How can this be proved? In particular, I don't see what definable function class to use in applying Replacement. (We can define informally that the ordinal 0 maps to $x$, 1 to $\bigcup x$, 2 to $\bigcup\bigcup x$, etc., but my understanding is that Replacement only applies if we can express the mapping as a function class, i.e. with a defined predicate.)
I don't want to use the Recursion Theorem, because the text uses transitive closure along the way in proving the recursion theorem.
Define the following function $F(n,x)=y$ if and only if there exists a sequence $x_i$ for $i\leq n$ with $x_0=x$ and $x_n=y$, such that for all $i<n$, $x_{i+1}=\bigcup x_i$.
Prove that this is a function, and that it is well-defined for all $n<\omega$. Then appeal to Infinity, Replacement, and finally Union.

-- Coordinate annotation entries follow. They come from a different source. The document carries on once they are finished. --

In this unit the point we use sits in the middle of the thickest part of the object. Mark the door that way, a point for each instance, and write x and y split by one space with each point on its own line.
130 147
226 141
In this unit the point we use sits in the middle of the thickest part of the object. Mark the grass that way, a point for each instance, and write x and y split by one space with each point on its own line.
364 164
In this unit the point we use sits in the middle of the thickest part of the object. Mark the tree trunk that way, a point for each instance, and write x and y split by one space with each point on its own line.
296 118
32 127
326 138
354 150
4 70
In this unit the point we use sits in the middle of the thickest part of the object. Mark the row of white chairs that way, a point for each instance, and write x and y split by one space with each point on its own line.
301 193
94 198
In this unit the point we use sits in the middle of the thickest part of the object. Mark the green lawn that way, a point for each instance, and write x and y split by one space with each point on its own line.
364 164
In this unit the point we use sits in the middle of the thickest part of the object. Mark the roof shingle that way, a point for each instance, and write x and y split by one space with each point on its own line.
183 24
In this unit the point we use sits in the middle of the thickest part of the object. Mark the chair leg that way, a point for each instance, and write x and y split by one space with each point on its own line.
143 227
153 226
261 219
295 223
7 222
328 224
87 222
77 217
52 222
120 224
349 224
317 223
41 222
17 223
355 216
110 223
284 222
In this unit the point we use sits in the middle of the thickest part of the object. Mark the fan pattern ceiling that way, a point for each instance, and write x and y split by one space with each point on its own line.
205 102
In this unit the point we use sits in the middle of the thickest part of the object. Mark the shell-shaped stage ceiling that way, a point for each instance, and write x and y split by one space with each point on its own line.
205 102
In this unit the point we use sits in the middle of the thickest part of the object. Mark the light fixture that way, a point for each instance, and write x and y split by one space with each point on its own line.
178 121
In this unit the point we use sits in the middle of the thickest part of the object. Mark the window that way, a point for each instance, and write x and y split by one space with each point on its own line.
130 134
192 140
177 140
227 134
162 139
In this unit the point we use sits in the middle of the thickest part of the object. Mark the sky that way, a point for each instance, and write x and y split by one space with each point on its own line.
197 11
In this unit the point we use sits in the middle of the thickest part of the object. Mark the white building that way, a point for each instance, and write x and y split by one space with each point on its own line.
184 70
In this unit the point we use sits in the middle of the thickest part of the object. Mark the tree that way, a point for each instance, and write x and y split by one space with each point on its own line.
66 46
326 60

Another approach to do that is to appeal to the von Neumann hierarchy. Once you know that $x$ is a subset of some transitive set, you can just take the intersection of all transitive sets containing $x$ and prove that it is indeed the transitive closure of $x$.
If you're unhappy with applying the Recursion Theorem (for $\omega$), then you're likely to be unhappy with this solution either, as it requires transfinite recursion to define the von Neumann hierarchy.